The proposed Central Bank Digital Currency (CBDC), which is currently under public discussion, is seen as a competitor to mobile money down the road, especially in its ability to lower transaction costs.
It may also pose some relative threat to banks because it will enable customers to bypass lenders, with the CBK taking on a new role of keeping track of holdings, transactions, and settlements.
The CBDC is being eyed mainly to ease cross-border payments and to complement mobile money in the local digital payments space.
With these competition concerns, the IMF is now urging caution as the CBK progressed with preparation for the possible adoption of a digital currency, saying, the CBDC should complement existing private sector digital money.
No ‘right balance’
“The paper could state the intent of potential issuance of CBDC is to complement rather than substitute existing private-sector digital payment solutions, and affirm CBK’s commitment to an open, competitive payment system” the IMF said in a commentary on a policy document published by CBK on the CBDC earlier this year.

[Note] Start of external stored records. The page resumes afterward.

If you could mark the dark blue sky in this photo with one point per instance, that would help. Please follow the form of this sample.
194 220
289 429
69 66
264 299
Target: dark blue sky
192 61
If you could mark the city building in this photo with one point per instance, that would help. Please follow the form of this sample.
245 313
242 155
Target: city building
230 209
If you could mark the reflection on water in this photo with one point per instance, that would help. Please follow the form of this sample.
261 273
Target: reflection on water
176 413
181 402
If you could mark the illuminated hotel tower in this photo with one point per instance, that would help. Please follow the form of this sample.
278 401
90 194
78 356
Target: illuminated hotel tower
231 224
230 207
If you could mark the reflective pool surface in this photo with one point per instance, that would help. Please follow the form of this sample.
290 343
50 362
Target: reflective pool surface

“We note in this regard that the balance between central bank money and private sector payment instruments is not fixed over time, and there is no “right” balance” it added.
The Bretton Woods institution also urged the banking sector regulator to deeply review the potential impact its digital shilling would have on banks and other financial service providers.
Transaction activity data
“Given Kenya’s financial sector’s remarkable progress in developing digital solutions, it is important that the paper emphasises CBDC will “do no harm” and does not stifle such welcome digitalisation developments by taking away customers of banks and other digital finance providers, increasing the cost of financing for banks, or depriving banks of valuable information they obtain through establishing customer relations,” the IMF said.

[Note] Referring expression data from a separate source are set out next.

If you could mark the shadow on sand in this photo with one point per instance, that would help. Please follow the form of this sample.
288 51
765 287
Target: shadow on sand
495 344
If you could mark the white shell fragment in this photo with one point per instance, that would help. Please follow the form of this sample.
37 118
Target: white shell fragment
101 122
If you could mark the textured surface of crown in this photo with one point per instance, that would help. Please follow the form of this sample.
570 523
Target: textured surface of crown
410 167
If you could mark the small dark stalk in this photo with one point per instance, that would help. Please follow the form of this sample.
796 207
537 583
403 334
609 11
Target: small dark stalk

“In the case of a widely adopted retail CBDC, while in principle it might be possible to establish information sharing protocols with banks to use transaction activity data in making their lending decisions, we note that it would be very unusual for a central bank to share such information; and the benefits of doing so would only be significant if usage of CBDC were to lead to large-scale substitution of private-sector payment instruments” it added.